Why you need to sort out your tax-residency status
May, 28th 2018
The lack of clear definitions to determine an individual’s tax resident status has led to different interpretations — resulting in myths and misconceptions, and unintended consequences.
South African residents will be paying income tax on any amount exceeding R1m a year earned abroad. To become a tax nonresident is, however, not that easy.
The Treasury has announced amendments to the Income Tax Act relating to the exemption of income earned by South Africans while working abroad. The change will become effective in March 2020.

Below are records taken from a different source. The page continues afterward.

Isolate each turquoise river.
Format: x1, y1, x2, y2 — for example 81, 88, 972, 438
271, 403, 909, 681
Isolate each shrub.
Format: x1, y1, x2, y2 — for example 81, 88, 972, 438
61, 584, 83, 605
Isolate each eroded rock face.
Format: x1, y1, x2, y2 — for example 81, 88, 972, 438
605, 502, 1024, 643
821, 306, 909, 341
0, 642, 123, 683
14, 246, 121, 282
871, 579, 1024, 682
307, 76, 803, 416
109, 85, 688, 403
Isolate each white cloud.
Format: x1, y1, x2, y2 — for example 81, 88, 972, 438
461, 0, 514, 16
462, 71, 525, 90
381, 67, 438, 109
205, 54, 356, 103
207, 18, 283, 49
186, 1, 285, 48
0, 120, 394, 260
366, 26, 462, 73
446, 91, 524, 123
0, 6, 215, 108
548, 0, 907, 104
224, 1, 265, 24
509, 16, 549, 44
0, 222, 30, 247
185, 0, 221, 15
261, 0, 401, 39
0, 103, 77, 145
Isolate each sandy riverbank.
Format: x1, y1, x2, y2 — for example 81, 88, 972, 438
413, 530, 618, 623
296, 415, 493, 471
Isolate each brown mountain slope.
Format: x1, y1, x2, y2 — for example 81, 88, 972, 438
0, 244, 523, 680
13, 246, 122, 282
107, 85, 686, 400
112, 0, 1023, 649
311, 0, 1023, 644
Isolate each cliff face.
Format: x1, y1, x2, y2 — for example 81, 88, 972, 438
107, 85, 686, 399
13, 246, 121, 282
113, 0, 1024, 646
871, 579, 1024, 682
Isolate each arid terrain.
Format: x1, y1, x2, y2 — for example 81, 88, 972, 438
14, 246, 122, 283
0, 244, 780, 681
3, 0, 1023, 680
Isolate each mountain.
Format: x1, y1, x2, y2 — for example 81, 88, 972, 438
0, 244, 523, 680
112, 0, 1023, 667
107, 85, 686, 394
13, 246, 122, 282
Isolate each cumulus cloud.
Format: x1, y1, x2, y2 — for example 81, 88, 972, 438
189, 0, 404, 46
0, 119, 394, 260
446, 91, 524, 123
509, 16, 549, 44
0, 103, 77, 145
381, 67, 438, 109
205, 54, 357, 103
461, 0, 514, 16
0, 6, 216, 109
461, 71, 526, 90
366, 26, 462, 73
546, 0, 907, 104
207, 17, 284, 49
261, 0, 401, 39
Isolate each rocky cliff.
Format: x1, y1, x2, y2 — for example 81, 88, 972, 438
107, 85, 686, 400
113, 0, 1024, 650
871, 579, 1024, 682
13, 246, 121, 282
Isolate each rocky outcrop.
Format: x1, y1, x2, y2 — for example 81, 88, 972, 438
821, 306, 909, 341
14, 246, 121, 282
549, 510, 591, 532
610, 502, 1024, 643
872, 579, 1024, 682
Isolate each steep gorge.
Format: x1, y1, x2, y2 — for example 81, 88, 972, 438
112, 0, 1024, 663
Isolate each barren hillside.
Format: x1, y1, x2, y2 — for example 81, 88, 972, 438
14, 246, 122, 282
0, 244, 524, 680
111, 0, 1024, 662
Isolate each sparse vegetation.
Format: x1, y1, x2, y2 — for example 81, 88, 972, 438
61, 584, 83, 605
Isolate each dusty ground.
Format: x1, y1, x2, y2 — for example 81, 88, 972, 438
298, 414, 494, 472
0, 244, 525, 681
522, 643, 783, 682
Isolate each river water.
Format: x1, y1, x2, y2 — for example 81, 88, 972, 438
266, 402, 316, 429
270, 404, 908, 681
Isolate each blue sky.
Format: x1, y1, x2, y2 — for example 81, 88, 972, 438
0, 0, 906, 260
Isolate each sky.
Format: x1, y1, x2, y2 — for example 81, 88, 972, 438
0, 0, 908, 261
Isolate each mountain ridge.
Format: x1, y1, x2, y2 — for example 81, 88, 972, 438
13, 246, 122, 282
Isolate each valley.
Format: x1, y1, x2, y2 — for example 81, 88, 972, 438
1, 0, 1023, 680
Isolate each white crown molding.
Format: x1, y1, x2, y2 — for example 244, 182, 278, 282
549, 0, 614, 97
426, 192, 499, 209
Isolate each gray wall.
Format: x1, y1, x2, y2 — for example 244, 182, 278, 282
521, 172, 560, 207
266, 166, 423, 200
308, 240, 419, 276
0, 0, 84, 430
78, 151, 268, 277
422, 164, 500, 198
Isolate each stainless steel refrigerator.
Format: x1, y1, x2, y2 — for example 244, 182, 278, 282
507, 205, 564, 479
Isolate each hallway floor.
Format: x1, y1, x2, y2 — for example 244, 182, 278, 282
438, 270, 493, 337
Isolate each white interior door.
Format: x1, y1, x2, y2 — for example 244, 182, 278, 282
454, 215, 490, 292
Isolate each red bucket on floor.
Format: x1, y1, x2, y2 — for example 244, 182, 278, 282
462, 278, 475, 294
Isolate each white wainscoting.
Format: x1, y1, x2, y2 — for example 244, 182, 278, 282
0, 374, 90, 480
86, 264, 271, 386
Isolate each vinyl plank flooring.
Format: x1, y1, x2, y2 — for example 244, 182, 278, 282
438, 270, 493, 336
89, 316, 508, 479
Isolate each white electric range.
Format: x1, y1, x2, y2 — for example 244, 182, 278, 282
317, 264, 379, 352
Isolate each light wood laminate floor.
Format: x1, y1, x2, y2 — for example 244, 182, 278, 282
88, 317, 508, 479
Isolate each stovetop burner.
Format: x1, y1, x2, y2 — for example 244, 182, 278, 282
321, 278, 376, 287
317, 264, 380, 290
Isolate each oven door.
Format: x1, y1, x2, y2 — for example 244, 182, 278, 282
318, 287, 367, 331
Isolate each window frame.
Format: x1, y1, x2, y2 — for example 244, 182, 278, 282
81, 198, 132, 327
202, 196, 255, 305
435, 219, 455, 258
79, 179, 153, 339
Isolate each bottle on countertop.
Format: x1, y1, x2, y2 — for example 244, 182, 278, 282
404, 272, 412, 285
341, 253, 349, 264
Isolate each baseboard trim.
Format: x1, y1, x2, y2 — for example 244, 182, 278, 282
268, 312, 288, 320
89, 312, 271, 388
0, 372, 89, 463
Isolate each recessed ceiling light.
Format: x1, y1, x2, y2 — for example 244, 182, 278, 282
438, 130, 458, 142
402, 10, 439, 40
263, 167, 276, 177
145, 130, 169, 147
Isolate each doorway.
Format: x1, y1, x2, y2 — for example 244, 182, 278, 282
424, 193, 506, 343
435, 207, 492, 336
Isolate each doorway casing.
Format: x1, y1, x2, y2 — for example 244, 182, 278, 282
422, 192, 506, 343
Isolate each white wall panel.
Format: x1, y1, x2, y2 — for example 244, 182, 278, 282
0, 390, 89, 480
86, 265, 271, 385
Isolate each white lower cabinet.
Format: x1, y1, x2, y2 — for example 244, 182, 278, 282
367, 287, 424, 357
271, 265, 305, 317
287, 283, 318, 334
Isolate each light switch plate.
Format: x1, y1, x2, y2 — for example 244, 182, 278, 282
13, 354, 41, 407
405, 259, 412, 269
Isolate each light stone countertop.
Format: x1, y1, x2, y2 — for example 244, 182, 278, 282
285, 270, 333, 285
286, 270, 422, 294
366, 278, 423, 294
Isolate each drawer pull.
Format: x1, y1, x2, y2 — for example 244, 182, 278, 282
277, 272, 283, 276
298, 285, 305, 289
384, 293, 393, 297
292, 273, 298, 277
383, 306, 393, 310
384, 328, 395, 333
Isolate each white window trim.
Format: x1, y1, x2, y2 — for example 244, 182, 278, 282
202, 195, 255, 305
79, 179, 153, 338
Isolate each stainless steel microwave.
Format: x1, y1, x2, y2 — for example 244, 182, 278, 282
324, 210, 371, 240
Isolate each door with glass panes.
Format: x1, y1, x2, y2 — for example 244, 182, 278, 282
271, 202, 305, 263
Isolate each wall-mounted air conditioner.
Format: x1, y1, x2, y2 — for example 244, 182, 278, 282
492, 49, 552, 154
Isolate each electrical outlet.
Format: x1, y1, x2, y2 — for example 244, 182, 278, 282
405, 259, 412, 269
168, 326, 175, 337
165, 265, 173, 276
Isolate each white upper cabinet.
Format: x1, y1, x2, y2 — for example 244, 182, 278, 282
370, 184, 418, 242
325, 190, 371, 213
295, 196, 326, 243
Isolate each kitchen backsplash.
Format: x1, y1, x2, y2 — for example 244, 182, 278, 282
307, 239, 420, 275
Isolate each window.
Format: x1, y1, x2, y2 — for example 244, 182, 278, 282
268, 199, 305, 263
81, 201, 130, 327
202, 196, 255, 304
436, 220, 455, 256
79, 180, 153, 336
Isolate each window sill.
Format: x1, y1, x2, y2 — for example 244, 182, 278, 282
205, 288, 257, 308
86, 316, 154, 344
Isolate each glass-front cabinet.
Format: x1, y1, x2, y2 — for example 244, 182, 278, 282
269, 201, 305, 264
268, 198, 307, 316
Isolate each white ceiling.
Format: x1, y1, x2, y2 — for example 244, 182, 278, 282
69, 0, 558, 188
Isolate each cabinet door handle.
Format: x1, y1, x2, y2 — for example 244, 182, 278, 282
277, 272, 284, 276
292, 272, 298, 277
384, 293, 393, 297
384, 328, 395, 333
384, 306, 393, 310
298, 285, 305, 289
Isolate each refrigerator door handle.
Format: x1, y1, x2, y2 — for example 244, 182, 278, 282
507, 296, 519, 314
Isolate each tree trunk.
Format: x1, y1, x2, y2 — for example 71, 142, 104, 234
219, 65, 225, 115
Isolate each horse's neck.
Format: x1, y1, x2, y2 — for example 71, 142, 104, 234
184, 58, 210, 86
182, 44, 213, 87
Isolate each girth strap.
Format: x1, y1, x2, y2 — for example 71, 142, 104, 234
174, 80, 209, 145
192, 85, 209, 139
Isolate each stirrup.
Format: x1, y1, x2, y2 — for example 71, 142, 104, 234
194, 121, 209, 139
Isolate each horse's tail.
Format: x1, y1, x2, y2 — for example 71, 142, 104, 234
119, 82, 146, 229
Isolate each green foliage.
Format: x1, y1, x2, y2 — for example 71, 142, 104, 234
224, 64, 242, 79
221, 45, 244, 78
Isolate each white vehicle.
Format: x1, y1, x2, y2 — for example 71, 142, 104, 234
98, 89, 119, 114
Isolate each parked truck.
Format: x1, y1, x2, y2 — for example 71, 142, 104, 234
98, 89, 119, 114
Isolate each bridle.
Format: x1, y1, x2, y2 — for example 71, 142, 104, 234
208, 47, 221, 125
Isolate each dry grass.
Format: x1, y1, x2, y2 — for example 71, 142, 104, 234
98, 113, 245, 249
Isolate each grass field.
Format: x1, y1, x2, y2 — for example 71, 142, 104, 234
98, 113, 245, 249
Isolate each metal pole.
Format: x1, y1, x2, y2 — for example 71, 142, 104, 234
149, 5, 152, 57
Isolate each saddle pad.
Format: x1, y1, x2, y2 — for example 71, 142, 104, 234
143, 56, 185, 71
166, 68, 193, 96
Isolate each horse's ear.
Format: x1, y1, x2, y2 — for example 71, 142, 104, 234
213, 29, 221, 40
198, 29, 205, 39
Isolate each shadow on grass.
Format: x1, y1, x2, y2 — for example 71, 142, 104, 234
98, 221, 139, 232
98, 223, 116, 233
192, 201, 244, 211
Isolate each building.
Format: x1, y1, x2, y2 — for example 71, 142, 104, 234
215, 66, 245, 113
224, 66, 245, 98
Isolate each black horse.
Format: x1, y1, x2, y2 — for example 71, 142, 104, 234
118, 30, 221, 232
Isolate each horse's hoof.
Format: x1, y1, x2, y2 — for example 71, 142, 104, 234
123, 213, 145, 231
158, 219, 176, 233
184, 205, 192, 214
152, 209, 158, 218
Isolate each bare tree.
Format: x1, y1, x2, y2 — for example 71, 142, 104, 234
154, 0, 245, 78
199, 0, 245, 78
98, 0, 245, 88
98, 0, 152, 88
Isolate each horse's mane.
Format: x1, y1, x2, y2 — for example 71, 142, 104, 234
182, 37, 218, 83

Shohana Mohan, head of global employment, expatriate tax advisory at Tax Auditor Solutions, says the South African Revenue Service relies on two tests — the ordinarily resident test and physical presence resident test — to determine an individual’s tax status.
The test for ordinarily resident is fairly subjective and based on the intention of the individual, while the test for a physical presence resident is an objective, fact-based test.
Elana Nel, a senior associate in the tax advisory division of Stonehage Fleming, says the physical presence test is easy to get out of, if the circumstances support it. It is a test conducted every six years and is applicable to people coming to SA or people who have left SA but spend a significant amount of time in the country.
The test requires that in a tax year an individual has to be present in SA for 91 days or more. The individual should also have been present for 91 days or more in each of the previous five years. The person must also have been present for 915 days — combined — in the previous five years. This amounts to 183 days a year.
Some of the mischief is created during an interpretation of the requirements. Mohan says all the requirements must be met for an individual to trigger tax residence status.
The legislation has been misinterpreted by replacing the "and" with an "or" in each of the requirements, resulting in the myth that should an individual meet any one of the requirements he will become a tax resident.
The other test, for ordinarily resident, is more subjective. Nel says there is not one single fact that decides this, but a balance of circumstances. Some questions to consider when applying the test follow. Where is the place that he would return to one day? Where does he have a home to live in? Where does his family live?
Nel says if one passes the ordinarily resident test then he or she is a tax resident, no matter the time he or she has spent in SA in the past six years. One cannot simply "elect" to be nontax resident in SA. "The time people spend in SA can tie into the physical presence test, but they have to break ordinarily residency to cease being a tax resident," says Nel.
According to Mohan, many South Africans who are working abroad on long-term employment contracts are likely to have ceased to be South African tax residents.
The implication is that the person is deemed to have sold his worldwide assets, excluding property in SA, triggering capital gains tax — also referred to as the exit charge, says Mohan, who is a member of the South African Institute of Tax Professionals’ personal tax work group.
The market value of the assets held at the day before a person left SA determine the capital gains tax liability.
Most South Africans working abroad for many years forget to ascertain their tax residence position in SA. The
Treasury is encouraging citizens who left the country many years ago to formalise their tax affairs.
People who want to become nontax residents, who have no intention of returning to SA on a permanent basis, are advised to sever ties at the point of departure and to incur the necessary exit charges then.
Many South Africans are considering doing so now, especially with the looming changes to the taxation of foreign income, but the exit charge might be a deterrent. Many of them forget the deemed exit charge if they left after 2001 when capital gains tax became effective.
If an individual left the country more than 10 years ago, and did not officially change his tax resident status, the tax liability to change it now may be substantial, says Nel. "People will have to calculate what their deemed capital gains tax might be, and weigh it up against the potential income tax liability going forward."
She notes that the capital gains tax liability will be calculated on the individual worldwide assets — the local assets and those accumulated while living abroad.
Patricia Williams, partner at law firm Bowmans, says the postponement of the amendment to the foreign income exemption will give individuals a chance to get their affairs in order. This might be particularly helpful for people who want to take the leap and change their tax status.
However, tax consequences should not be the ultimate driver in making the decision to emigrate or sever ties with SA, warns Mohan.